# Will Charter/Spectrum acquisition of TWC change TIVO service?



## PabloB (May 13, 2016)

I am a TWC customer in Austin, TX. The TWC cable card only allows my Bolt to record 2 shows at t time. Bolt is capable of 4. Also, Tivo cannot access any "on demand" services -- HBO, Showtime, etc. I did not know that prior to buying Tivo. Any chance any of this will change? Thanks.


----------



## mdavej (Aug 13, 2015)

You must have a very old cable card. TWC should be able to give you a 6 stream M-card today. Charter has been using 6 stream cards for years. My Tivo can also access HBO Go on Charter. If you want Showtime Anytime, you'll have to use some other device like a Roku.


----------



## HarperVision (May 14, 2007)

As long as your Cablecard is an M-Card, which it should be since you're at least getting two tuners, then it should be firmware upgradable to supply all six tuners. I'm thinking maybe you need to call TWC and have them reauthorize your card on your account. If that doesn't work then I agree you should just swap it for a new one. 

You're correct that TiVo doesn't have TWC on demand, but there's a very nice TWC app on Roku and you can get one at a decent price, well below $100 now.


----------



## FitzAusTex (May 7, 2014)

I'm on TWC in Austin as well, and I can definitely record 4 shows at once with my cable card. Something's up with your cable card, or your Bolt.


----------



## wegotchacovered (Apr 1, 2012)

I have been going crazy have Tivo Series 2 DT Digital Video Recorder After many tries I figured I needed the Digital Box from Time Warner and still cannot get it to update or load.

Looking at buying new TIVO Bolt wondering if it's compatible Time Warner just became Spectrum nobody knows anything it's still 1/2 & 1/2 . Talked to Samsung and TWC app only available on J Series $7000 & up so no app.

If I buy the Bolt from I read here I still need a Darn Smart TV Tivo Bolt and a Roku to do on demand ? Thats a lot of work with fancy TV and nice new TIVO 
IS THAT MY ONLY CHOICE ?


----------



## mdavej (Aug 13, 2015)

The Charter app is only on Roku and only for live TV, absolutely no On Demand.

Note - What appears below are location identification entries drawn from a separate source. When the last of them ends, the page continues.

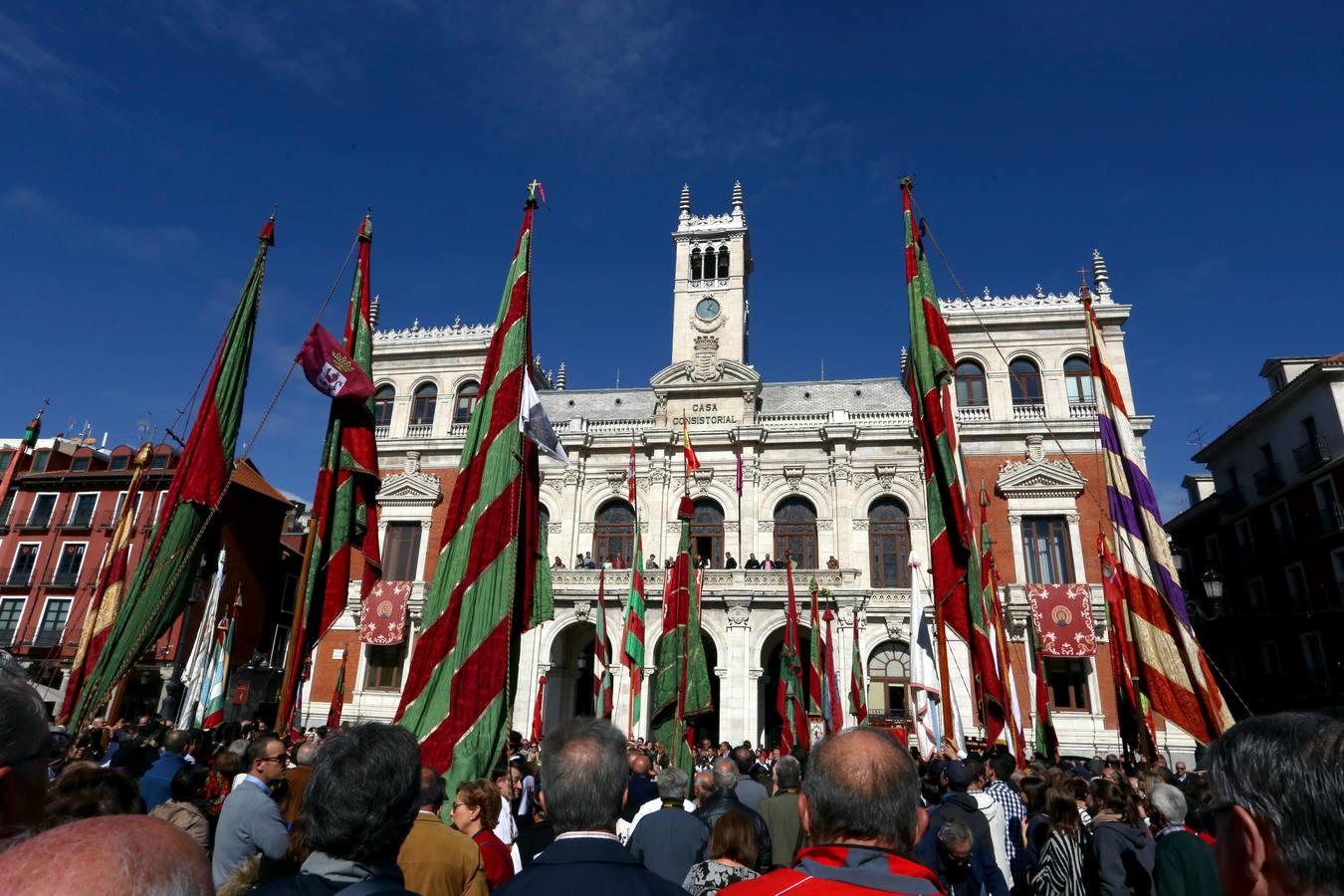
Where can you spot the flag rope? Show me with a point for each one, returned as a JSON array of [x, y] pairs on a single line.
[[246, 450]]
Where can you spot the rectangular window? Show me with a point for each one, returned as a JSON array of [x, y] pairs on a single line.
[[1066, 681], [1270, 661], [68, 568], [1213, 553], [1243, 535], [383, 666], [1044, 545], [1313, 656], [53, 622], [1296, 577], [24, 561], [400, 551], [11, 612], [42, 508], [81, 514]]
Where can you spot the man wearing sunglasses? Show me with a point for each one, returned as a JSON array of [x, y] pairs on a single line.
[[250, 821]]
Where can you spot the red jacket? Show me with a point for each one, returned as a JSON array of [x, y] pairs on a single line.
[[843, 871]]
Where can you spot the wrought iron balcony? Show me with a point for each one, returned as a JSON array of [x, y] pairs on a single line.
[[1310, 456], [1267, 479]]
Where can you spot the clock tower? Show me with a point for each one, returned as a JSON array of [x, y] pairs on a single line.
[[710, 287]]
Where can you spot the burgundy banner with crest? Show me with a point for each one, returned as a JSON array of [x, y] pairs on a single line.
[[1062, 615], [383, 622]]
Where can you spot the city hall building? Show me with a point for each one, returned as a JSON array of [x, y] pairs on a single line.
[[829, 469]]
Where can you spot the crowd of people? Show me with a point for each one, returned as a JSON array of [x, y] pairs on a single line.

There is no On Demand for Charter on TiVo. I recommend you get a $30 Roku for pseudo On Demand (from individual provider apps) rather than a $7000 TV. Add a universal remote to make source switching and app launching seamless.

Also consider that Charter On Demand sucks to begin with. I had it for years and found it to be utterly worthless. Streaming from the individual providers sites or apps is much better in terms of both content and quality.

Having said that, a $7000 TV would be pretty awesome, if you can afford it.


----------



## Michael_P (Jan 16, 2017)

What brand cablecards support at least 4 tuners? Will Cisco/SA be good as well?


----------



## HerronScott (Jan 1, 2002)

Michael_P said:


> What brand cablecards support at least 4 tuners? Will Cisco/SA be good as well?


As stated above, any current M-card will support up to 6 tuners. The manufacturer of the CableCARD that's supplied is dependent on which type of infrastructure your cable company has deployed locally. Motorola and Cisco/SA are the most common ones in use.

Scott


----------